Aumento da participação de jovens e mulheres estão entre os principais itens da pauta de diversidade

TENDÊNCIAS19/10/20218 minutos de leitura

Em 2003, a Noruega passou a exigir que pelo menos 40% dos conselhos corporativos fossem compostos por mulheres. À época, a representatividade feminina em tais grupos chegava a apenas 9%. A entrada em vigor da obrigatoriedade da cota de representatividade levou a um aumento da produção das empresas com relação à inovação, incluindo a contagem de patentes.

Esse foi um dos exemplos estudados pela pesquisa “Diversidade de Gênero no Conselho e Inovação Corporativa: Evidências Internacionais”, publicado no Journal of Financial and Quantitative Analysis, da Universidade de Cambridge, em 2021. O objetivo da pesquisa era identificar como a diversidade de gênero no conselho das empresas influencia a inovação corporativa. Assim, foram estudadas 12.244 empresas em 45 países entre 2001 e 2014.
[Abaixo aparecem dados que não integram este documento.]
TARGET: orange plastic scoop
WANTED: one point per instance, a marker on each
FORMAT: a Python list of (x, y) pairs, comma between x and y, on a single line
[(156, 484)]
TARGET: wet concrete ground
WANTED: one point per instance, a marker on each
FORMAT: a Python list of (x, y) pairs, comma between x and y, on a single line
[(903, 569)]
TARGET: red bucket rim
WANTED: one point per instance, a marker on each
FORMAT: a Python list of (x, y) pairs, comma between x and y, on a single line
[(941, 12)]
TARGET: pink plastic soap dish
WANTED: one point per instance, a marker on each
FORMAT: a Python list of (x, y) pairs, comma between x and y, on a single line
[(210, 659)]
De forma geral, o estudo concluiu que empresas com conselhos diversificados têm mais patentes, mais patentes inovadoras e maior eficiência inovadora. Da mesma maneira, tais empresas têm mais tolerância ao fracasso, contam com culturas corporativas mais inovadoras e com inventores mais diversificados.

 

Diversidade de gênero no cooperativismo

O Anuário Brasileiro do Cooperativismo 2021 apresenta um retrato importante para entender a distribuição por gênero das pessoas que fazem parte do cooperativismo.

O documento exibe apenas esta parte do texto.